Tinha apenas 23 anos quando decidiu pôr uma corda ao pescoço e acabar com a vida. Poeta mais do que músico, génio para muitos, Ian Curtis escreveu numa carta, pouco antes de se suicidar, “já não aguento mais”. Há quem diga que viveu demasiado em pouco tempo, pensou demais e ascendeu a figura de culto demasiado depressa. Fizeram-se inúmeras especulações sobre a sua morte, sem chegar a nenhuma conclusão. Ian Curtis era uma figura demasiado complexa para ser percebida como as outras.

Os Joy Division, criados na cidade de Manchester, no frio Norte de Inglaterra, nasceram do pó dos bairros de tijolo vermelho e depressa se tornaram muito mais do que mais uma banda punk do final dos anos setenta. Ian Curtis não temia a depressão, enfrentava-a e ao mesmo tempo acarinhava-a nas suas letras duras. “Attrocity exhibition” ou “Love will tear us apart” são exemplos disso. Esta última canção tornou-se o maior êxito comercial de uma banda que permaneceu obscura, mesmo quando o seu som chegou aos sempre difíceis de conquistar americanos.

Musicalmente, Bernard Sumner e Peter Hook, mais tarde pioneiros do electro pop dos anos 80 com os New Order, criavam ambientes simples, básicos para alguns, mas defendendo-se dessa acusação na evidência de que nem sempre é preciso complicar para criar grandes melodias.

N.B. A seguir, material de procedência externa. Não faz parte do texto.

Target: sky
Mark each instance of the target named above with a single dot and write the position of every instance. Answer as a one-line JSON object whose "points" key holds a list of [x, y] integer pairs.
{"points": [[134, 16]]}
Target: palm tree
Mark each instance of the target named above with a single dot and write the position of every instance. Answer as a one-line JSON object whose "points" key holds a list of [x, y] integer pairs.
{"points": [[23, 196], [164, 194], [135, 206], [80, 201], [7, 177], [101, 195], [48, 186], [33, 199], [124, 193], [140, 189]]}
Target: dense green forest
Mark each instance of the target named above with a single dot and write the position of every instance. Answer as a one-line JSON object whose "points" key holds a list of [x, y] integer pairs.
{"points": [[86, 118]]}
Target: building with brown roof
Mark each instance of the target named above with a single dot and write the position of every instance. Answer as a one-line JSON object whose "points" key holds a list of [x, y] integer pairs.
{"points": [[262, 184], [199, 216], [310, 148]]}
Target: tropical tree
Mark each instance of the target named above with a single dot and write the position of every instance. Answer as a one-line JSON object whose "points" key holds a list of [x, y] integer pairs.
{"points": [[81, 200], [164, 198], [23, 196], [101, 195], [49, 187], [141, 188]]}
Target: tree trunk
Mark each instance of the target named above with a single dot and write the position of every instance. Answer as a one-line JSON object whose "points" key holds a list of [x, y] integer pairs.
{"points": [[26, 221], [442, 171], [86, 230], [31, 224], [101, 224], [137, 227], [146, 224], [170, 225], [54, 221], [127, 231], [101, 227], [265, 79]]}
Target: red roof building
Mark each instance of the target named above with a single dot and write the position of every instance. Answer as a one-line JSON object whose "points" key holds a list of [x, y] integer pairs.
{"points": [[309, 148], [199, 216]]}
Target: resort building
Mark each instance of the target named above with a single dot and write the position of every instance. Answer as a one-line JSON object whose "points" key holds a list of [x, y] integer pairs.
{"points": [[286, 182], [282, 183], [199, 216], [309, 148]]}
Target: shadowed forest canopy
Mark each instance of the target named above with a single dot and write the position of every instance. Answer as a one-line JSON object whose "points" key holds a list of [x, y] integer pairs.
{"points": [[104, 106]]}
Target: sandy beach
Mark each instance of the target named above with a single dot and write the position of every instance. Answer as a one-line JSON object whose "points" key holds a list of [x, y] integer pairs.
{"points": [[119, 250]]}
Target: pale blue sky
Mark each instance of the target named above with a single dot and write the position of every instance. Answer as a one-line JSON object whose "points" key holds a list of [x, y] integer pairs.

Perseguido pela epilepsia quase tanto como pelos problemas que o deixavam horas a pensar, Curtis ficou associado, em palco, a uma dança estranha, obstinada, de movimentos bruscos dos braços e das pernas, em espectáculos de luzes quase apagadas devido à sua doença. Sobre a epilepsia, Ian Curtis admitia ficar horas sentado na cama, à espera dos ataques, para depois poder dormir. Talvez Curtis sofresse também de uma certa epilepsia psicológica, que lhe ditava as frases em espasmos, tendo como resultado poemas duros, tristes, inesquecíveis.

O cinema

Já em “24 hour party people”, de Michael Winterbottom, o vocalista surgia interpretado por Sean Harris, no filme que conta a mítica história da Factory, espécie de editora e fábrica de talentos responsável pelo aparecimento dos Joy Division, mas também dos Stone Roses, dos Happy Mondays ou dos New Order. Agora, Anton Corbjin, fotógrafo e realizador que chegou a trabalhar com a banda, propõe-se realizar um filme sobre a vida e a obra de Ian Curtis. Ainda não se sabe quem interpretará o polémico cantor. Fala-se em Jude Law, mas também em Sean Harris, que repetiria o papel de “24 hour party people”.

A nova ordem que surgiu das cinzas

Após a morte de Ian Curtis, os ex-membros dos Joy Division continuaram juntos num projecto que viria a revelar-se importantíssimo no desenvolvimento da música electrónica. No início da década de oitenta, começavam a ouvir-se os primeiros sons dos New Order, responsáveis por hinos como “Blue Monday” ou “True Faith”. Bernard Sumner, que nos Joy Division era guitarrista, assumia sem complexos o papel de vocalista, nunca atingindo a genialidade de Ian Curtis, mas também nunca a procurando. Os New Order vêm a Portugal no próximo dia 28, ao Super Bock Super Rock e devem honrar Ian Curtis com as habituais revisitações de “hits” dos Joy Division.